Limb Lengthening for the Spine!

I primarily focus on a bone deformation and microfracture method but this study may prove useful to those who view limb lengthening as an option.

The Effect of Posterior Distraction on Vertebral Growth in Immature Pigs: An Experimental Simulation of Growing Rod Technique.

This is a Turkish study.  So perhaps there will be a way of limb lengthening in the spine in the future.
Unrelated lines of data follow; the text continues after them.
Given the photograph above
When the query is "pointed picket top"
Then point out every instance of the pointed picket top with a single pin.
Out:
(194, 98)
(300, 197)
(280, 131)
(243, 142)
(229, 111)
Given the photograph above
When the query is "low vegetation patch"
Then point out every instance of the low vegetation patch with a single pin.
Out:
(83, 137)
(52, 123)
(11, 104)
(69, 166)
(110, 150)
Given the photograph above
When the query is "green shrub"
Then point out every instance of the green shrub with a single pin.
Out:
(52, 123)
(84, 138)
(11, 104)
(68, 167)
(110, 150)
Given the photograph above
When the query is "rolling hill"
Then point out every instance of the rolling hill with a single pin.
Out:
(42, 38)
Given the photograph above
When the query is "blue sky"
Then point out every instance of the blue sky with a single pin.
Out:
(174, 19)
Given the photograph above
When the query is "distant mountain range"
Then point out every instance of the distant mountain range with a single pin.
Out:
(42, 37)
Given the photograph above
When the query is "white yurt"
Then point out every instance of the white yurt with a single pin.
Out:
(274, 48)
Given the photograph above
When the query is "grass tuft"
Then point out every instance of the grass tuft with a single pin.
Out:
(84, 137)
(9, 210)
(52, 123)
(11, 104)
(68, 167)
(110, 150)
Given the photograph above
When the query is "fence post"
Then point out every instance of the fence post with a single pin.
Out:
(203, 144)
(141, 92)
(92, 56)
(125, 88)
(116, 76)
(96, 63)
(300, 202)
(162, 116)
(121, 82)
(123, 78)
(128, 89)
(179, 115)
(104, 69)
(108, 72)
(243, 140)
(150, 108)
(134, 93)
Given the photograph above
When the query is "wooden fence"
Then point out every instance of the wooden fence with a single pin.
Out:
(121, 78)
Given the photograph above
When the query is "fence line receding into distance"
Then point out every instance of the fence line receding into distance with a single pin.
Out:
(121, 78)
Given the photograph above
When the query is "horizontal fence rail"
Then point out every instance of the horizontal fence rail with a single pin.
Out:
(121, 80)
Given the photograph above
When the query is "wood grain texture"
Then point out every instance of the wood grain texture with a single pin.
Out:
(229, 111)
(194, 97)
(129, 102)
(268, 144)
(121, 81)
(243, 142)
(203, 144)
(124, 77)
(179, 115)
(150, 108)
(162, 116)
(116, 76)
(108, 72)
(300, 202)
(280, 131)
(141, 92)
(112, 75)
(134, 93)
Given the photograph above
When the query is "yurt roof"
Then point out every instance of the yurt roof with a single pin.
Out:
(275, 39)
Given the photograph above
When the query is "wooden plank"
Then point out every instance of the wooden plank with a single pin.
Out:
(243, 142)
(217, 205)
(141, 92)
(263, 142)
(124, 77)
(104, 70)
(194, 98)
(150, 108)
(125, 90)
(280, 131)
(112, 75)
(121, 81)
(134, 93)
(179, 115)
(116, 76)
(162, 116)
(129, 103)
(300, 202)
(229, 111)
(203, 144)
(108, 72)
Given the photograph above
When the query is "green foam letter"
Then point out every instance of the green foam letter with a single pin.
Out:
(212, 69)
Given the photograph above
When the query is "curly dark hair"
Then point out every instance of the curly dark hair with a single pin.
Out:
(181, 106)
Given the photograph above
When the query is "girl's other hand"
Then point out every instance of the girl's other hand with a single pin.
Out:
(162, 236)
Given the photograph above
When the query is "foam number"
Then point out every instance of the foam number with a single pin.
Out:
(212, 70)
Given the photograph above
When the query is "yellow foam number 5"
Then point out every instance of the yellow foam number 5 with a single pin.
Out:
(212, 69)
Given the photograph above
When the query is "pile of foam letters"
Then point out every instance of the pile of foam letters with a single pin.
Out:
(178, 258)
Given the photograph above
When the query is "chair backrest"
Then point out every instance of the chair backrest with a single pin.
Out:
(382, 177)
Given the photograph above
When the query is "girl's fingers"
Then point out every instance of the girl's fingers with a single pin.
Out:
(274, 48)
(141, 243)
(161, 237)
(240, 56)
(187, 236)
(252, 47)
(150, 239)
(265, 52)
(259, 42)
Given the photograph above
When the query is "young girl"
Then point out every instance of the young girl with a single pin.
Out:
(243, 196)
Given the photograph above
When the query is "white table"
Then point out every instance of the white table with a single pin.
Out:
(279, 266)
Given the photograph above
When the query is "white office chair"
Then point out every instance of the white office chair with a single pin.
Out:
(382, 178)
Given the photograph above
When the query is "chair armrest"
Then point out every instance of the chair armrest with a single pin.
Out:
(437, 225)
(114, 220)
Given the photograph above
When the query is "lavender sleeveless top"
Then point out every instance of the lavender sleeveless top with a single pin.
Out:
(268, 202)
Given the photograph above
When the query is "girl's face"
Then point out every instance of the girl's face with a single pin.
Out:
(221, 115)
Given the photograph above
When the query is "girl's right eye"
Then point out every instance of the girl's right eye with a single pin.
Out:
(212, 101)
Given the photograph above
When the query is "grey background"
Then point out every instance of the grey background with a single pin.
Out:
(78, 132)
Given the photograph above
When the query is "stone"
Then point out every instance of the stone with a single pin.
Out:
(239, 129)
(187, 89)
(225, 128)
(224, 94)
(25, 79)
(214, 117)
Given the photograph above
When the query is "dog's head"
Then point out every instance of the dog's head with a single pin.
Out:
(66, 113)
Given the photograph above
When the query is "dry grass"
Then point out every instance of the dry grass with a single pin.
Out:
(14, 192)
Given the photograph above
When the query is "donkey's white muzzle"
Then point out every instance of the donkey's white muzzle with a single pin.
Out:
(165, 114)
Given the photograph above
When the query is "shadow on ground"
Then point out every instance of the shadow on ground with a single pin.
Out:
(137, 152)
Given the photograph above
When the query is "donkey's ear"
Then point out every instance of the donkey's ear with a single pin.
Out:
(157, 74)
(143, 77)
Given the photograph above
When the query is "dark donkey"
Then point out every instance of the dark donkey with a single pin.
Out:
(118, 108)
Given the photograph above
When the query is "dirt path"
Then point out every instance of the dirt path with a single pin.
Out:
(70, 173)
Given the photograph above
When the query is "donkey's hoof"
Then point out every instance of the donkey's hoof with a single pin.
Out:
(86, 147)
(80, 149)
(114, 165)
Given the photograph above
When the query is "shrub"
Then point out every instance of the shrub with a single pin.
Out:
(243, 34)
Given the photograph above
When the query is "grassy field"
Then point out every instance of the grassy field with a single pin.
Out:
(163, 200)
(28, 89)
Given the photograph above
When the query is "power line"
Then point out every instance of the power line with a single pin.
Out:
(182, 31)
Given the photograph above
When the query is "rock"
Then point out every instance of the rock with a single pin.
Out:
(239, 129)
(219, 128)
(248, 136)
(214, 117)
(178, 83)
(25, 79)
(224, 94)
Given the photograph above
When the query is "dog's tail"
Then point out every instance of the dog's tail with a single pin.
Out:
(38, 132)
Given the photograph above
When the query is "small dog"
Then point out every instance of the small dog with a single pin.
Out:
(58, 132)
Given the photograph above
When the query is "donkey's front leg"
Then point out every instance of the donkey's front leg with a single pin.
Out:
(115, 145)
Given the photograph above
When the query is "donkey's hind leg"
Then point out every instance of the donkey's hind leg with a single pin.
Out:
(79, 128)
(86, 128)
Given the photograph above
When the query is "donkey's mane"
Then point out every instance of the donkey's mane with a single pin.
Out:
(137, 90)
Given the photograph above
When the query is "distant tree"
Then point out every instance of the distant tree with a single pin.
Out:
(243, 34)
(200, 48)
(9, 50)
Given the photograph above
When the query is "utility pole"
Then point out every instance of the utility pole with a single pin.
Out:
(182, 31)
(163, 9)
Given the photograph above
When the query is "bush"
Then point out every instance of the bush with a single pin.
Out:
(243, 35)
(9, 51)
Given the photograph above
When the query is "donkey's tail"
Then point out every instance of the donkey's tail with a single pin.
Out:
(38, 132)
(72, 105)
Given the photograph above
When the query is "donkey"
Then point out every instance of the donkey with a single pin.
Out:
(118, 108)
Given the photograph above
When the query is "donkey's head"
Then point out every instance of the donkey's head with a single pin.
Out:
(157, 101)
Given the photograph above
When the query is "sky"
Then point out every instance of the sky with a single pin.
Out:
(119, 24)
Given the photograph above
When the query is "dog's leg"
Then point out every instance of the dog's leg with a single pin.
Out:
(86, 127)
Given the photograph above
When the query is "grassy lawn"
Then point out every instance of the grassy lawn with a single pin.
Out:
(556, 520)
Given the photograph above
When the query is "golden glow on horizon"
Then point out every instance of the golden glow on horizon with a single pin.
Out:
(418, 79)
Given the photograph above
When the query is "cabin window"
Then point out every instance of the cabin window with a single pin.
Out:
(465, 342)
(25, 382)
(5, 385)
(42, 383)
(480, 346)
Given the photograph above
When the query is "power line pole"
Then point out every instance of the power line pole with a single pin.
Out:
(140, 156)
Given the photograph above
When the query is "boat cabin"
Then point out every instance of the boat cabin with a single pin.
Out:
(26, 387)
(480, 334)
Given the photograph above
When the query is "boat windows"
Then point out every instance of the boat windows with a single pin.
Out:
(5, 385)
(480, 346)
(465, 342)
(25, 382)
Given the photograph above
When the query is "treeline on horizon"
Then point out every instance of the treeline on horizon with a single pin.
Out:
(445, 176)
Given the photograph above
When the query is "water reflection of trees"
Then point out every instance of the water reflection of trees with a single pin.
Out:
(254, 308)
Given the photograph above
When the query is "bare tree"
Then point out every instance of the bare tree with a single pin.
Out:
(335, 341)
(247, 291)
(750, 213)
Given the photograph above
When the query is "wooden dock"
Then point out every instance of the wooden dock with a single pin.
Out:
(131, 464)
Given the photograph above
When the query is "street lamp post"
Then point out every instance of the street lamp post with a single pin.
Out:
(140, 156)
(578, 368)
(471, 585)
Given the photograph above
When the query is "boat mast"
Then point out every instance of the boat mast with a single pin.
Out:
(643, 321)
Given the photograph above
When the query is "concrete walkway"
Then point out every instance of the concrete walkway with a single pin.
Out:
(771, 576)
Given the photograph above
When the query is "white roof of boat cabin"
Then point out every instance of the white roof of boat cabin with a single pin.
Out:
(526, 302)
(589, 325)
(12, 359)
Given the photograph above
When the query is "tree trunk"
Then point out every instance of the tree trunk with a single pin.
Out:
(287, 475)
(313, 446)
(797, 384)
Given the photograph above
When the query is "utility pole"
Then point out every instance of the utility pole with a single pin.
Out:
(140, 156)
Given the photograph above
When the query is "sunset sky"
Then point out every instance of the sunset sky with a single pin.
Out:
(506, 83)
"OBJECTIVE.: The aim of this study is to evaluate the vertebral body growth under distraction forces in immature pigs treated with growing rod (GR) technique. SUMMARY OF BACKGROUND DATA.: Distraction forces applied on growth plate of appendicular skeleton stimulate longitudinal growth. However, the effect of distraction forces on axial skeletal growth has not been fully investigated yet. METHODS.: Twelve 10-week-old domestic pigs were used in this experimental model to simulate GR technique. Four of them were lost during postoperative period because of deep wound infection. Cranially T12-L1 and caudally L4-L5 vertebrae were instrumented by pedicle screws bilaterally, while L2 and L3 were skipped. Distraction between pedicle screws was applied at index surgery. The rods were then lengthened twice in a month interval. All subjects were evaluated with anteroposterior and lateral spinal radiograph before surgery, after surgery, and at the final follow-up. The vertebral body heights of distracted segments (HD = L2 and L3) and control segments (HC = T9, T10 and T11) were measured. Average vertebral body heights and the increase percentage in the vertebral body heights were compared among control segments and distracted segments. RESULTS.: The preoperative vertebral body height was similar in 2 groups (preHC: 10.81 mm, n = 19, preHD: 11.27 mm, n = 16, P > 0.05). At the final follow-up, the average vertebral body height in distraction group was significantly higher than the control group (postHC: 17.03 mm, postHD: 18.58 mm, P < 0.05). The increase percentage in vertebral body height was higher in distracted segments, but there was no statistically significant difference between the 2 groups. CONCLUSION.: The vertebral growth continues during GR instrumentation. Distraction forces might stimulate also apophyseal growth of axial skeleton."

So a 1.58mm height increase from spinal limb lengthening and humans are different from pigs(some of them) so the height increase for humans may be greater.